Мирон оставил свою шоферскую фуражку - на сиденье. Пока мы шли до собора, по мосту, и через парк, я набрала номер благодетеля своего, доктора Ка. Отчиталась.
- Тепло ли тебе девица, тепло ли тебе красная? - тут же спросил мой заботливый патрон.
- Аж горю, - созналась я с удовольствием, - Текст - чудо, все десять казней египетских. Присутствует даже слободское письмо. И наниматель мой чудо, но совсем иного рода (Мирон подозрительно на меня уставился). Петиметр, красавец, мучительно вежлив (Мирон просиял). Подробности письмом, у меня вот-вот - запоет орган...
Я попрощалась с благодетелем, и Мирон любезно распахнул передо мною кованую и резную соборную дверь. Этот Ларго был выше меня - сантиметров на сорок, и вместе мы, наверное, чудесно смотрелись. Мы вошли в проход - Тарапунька и Штепсель, Пат и Паташон - и люди невольно улыбались, глядя на нашу разновысокую пару. На полу сиял отблеск витражной розы. Орган светился в недосягаемой лазоревой выси, и органистка уже расставляла ноты. Мы сели на лавку, Мирон - ближе к проходу, и орган заиграл, и я забыла - и про Ларго своего, и про Ка, и про чудный пятиязычный текст. Потому что - Гендель...

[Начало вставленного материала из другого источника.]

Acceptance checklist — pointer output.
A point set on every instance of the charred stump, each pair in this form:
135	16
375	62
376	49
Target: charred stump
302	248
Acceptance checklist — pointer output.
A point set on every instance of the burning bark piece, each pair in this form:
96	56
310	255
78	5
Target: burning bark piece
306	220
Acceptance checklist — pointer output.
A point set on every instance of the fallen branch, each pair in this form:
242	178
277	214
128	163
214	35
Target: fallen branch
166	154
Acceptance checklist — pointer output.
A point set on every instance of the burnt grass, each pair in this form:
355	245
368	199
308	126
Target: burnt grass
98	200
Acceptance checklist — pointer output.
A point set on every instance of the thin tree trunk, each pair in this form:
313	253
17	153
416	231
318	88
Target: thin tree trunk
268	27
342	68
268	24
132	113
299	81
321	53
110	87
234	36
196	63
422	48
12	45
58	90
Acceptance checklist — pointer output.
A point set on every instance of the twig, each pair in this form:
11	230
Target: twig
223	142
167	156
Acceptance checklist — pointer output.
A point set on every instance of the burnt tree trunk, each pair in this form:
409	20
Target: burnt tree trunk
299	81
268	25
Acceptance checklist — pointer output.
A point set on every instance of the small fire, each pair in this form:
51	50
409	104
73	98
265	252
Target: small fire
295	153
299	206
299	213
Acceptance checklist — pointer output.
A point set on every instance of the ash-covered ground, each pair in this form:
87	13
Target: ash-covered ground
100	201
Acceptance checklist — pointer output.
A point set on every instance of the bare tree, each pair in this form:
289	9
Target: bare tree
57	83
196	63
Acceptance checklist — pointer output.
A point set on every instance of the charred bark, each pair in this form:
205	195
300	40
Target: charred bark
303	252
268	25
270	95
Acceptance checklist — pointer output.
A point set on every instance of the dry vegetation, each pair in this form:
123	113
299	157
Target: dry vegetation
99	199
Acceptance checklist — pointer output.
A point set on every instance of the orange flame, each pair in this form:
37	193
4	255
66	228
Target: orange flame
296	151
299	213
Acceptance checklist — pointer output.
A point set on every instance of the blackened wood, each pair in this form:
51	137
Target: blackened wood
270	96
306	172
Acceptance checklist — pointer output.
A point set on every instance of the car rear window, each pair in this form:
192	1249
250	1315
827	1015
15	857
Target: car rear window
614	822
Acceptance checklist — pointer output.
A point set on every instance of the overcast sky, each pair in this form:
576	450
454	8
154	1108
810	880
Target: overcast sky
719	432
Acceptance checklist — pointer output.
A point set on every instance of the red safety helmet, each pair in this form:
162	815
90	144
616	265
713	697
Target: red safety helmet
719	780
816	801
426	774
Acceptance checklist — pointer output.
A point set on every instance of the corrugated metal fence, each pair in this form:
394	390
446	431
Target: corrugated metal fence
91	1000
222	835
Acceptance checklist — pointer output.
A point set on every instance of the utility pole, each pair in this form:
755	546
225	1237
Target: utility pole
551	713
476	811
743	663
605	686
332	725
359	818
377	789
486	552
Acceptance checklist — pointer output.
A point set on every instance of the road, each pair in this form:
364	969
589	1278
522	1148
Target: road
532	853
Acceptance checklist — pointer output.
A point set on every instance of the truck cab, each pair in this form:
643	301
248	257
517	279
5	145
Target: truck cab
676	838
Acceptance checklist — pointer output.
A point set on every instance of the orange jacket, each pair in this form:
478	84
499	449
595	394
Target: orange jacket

Эту музыку можно сравнить разве что с живописью Гейнсборо - столь же холодная, отрешенная гамма. Как получается жить и чувствовать - в подобном холоде, и такую боль? Ангельские жемчужные крылья, вспарывающие небо - словно ледяные стилеты...Загадочный и прекрасный палач, укладывающий вас бестрепетно, на последнее ваше ложе - на плаху...под меч...
У Мирона в руке задрожал телефон - он поднес его к уху, и тут же побежал - на выход. Юноша со скамьи перед нами проводил беднягу негодующим взглядом, аж шею вывернул - чтобы получше рассмотреть его, наглеца. Мирон пронесся в проходе, на полусогнутых, втянув смущенно голову в плечи - и пропал. Его побег выдернул меня за шкирку - из ледяного фьорда, но органистка повернулась, раскланялась - и заиграла, уже Баха. До которого - не было мне особого дела.
Я смотрела на злюку перед собою, на скамье впереди. Стройная шея, крошечные розовые уши, плотно прижатые, все унизанные кольцами, и узкий затылок. Occipiti caeco, слепой затылок... Долихоцефалическая голова. Длинная, заправленная за уши челка, но сзади - все очень коротко - тут можно и не спорить, о его ориентации...Иногда со скуки я пытаюсь угадывать, что-то о незнакомых окружающих меня людях. Что-то, наверное, и угадываю, что-то - нет. Проверить-то невозможно. Пока играли Баха, я выдумала мальчику передо мною - целую жизнь, богатую богемными гомосексуальными приключениями.
Музыка кончилась, органистка в последний раз откланялась и сбежала в недра собора, по стрельчатой галерее. Публика медленно снималась с мест, и я проскользила платьем по скамье - к проходу.